No dia 9 de março, uma matéria do New York Daily News, citando o site The Wrap como fonte, afirma que o produtor Dr. Luke será demitido da Sony Music em breve. A gravadora teria decidido encerrar o contrato com ele, um ano antes do previsto no papel, para pôr um fim na má repercussão da batalha judicial enfrentada pela cantora Kesha. A polemica tem atraído repercussão negativa para a gravadora.[44] No dia seguinte, a mãe de Kesha, deu uma entrevista para Billboard afirmando que a decisão da Suprema Corte de Nova York, sobre Kesha poder trabalhar com outros produtores na Sony Music, sem envolvimento do Dr. Luke, não passa de uma teoria para enganar os outros. Como o contrato da cantora é com o produtor, ele teria que aprovar o trabalho dela com qualquer outro colaborador. Ele, inclusive, pode vetar todo nome sugerido e mantê-la na geladeira (como ela está há anos).[45] No dia 14, o advogado do produtor divulgou uma carta escrita por ela antes da batalha legal. Um trecho da correspondência foi incluído em um comunicado enviado á imprensa, sem especificar a data da carta: “Luke fez inúmeros favores para as carreiras dos irmãos da Kesha, assim como da própria Pebe. De fato, Pebe reconheceu a generosidade de Luke e expressou seu carinho em uma correspondência privada, na qual escreveu ‘Você é parte de nossa família, e espero que você saiba que, assim como ajuda Kesha e eu, nós estaremos sempre aqui por vocês, como família e amigos, se você precisar de qualquer coisa’, ‘Você mudou nossas vidas para sempre’ e ‘Eu sei que você vai ser um ótimo pai’. Nenhuma mãe faria tais declarações sobre alguém que abusou sexualmente de sua filha”[46] No dia 22, um mês após a Suprema Corte de Nova York tomar uma decisão desfavorável ao pedido de liminar da Kesha contra o produtor Dr. Luke, foi divulgado que a cantora estaria recorrendo do parecer judicial.[47]

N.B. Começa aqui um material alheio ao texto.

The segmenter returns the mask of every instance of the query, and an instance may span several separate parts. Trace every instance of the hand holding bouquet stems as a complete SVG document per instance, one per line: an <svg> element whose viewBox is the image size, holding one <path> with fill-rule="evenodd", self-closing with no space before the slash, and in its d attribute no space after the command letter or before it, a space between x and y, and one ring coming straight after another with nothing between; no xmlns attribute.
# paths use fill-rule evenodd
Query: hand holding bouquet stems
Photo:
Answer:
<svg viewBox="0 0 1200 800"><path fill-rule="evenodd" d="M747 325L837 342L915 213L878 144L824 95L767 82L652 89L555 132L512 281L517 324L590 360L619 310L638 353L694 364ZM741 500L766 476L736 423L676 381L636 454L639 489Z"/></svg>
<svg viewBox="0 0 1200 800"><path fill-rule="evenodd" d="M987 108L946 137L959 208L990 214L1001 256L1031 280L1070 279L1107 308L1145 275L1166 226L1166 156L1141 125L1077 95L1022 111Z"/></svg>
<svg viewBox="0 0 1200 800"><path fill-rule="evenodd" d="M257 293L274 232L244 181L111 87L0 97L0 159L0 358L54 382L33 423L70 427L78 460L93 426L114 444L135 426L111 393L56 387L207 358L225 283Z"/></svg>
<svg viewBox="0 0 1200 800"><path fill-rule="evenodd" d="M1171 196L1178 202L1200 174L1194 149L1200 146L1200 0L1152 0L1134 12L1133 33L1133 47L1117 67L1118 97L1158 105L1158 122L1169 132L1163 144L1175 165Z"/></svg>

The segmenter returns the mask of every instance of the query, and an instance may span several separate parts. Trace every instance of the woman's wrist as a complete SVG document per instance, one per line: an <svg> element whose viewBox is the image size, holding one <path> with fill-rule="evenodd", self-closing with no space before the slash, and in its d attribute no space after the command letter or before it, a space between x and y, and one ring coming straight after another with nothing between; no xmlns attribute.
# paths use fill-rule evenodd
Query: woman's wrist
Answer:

No dia 4 de abril, a cantora contou no Instagram que lhe ofereceram sua liberdade contratual caso ela retire publicamente as acusações de estupro contra o produtor Dr. Luke. “Eu teria que ME DESCULPAR publicamente e dizer que nunca fui estuprada. ISSO É O QUE ACONTECE atrás das portas fechadas. Eu nunca retiraria a VERDADE. Eu prefiro deixar a verdade arruinar minha carreira do que mentir para um monstro de novo”[48] No dia 6, a juíza da Suprema Corte de Nova York, Shirley Kornreich, deu vitória ao produtor Dr. Luke contra todas as ações movidas pela cantora Kesha. Segundo o parecer final, as reivindicações de Kesha falharam por falta de provas e que as outras ações não trazem elementos comprovativos.[49]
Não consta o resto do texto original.